When it comes to data retention, particularly regarding work-related information, it’s crucial to balance security needs with employee privacy. Storing large volumes of employee emails long-term without valid reasons, or using them in unrelated contexts like litigation, can lead to serious compliance issues.
Transparency in Employee Privacy Policies
The company’s privacy policies lacked specific guidance on email backups, retention periods, and circumstances of potential access. Under the GDPR, transparency is fundamental; employees must be informed if, when and, most importantly, why their work data may be monitored, why it is stored, and how long it will be retained. A clear privacy policy should explain data handling practices, access and monitoring conditions, as well as retention timeframes to foster trust and reduce legal risks.
Unauthorized monitoring and use of email data
The company’s use of external software to back up and access employee emails allowed for detailed monitoring of activities, extending beyond the employment period. According to the Garante, this practice risked infringing on Italy’s Labour Law (Article 4 of Law 300/1970), integrated into GDPR via Article 114 of the Italian Data Protection Code. This law restricts employee monitoring to specific, lawful purposes and requires union agreement or authorization from the Labor Inspectorate when using monitoring tools.

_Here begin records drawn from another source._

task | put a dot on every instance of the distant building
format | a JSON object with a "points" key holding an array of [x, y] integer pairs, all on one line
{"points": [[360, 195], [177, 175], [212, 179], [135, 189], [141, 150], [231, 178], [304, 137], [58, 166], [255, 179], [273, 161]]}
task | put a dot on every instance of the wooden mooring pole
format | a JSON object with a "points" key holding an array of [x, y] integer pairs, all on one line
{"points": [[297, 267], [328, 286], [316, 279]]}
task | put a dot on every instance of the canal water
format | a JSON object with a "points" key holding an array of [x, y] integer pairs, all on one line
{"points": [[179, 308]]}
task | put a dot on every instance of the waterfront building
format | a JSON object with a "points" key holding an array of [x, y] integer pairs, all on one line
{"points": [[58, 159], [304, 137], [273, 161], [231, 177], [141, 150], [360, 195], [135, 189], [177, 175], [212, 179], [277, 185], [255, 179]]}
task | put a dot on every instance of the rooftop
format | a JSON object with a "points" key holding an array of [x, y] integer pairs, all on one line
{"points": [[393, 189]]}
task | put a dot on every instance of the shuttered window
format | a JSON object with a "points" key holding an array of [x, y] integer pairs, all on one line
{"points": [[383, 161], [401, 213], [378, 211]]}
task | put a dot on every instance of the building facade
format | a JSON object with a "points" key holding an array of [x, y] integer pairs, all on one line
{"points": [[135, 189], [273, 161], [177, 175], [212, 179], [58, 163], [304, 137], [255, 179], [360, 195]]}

The Garante emphasized that systematically retaining email content and access logs for monitoring, particularly without proper notification, legal basis, or required authorizations, constitutes a form of unlawful employee control. For companies, this case highlights the need to ensure all monitoring practices are clearly justified, adhere to privacy principles, and are transparent to employees.
Conclusions
As a result of the Garante’s investigation, the authority also clarified that access to email data for judicial purposes should apply only to active, defined disputes, not speculative or undefined legal interests, as was the case here. Alongside the fine, the authority ordered a prohibition on further processing of data through the backup software used.
This case underscores the importance of involving a Data Protection Officer (DPO) or privacy counsel to help navigate the complexities of employee data rights. Properly managing email data extends beyond business continuity; it requires a strategic approach to lawful processing. A DPO can aid in establishing proportionate data retention policies, defining access parameters, and ensuring compliance with GDPR standards for transparency and proportionality.
With a DPO’s guidance, companies can develop policies that respect both employee privacy and organizational needs. Comprehensive, clear policies foster a secure, transparent data culture that prioritizes compliance, accountability, and trust.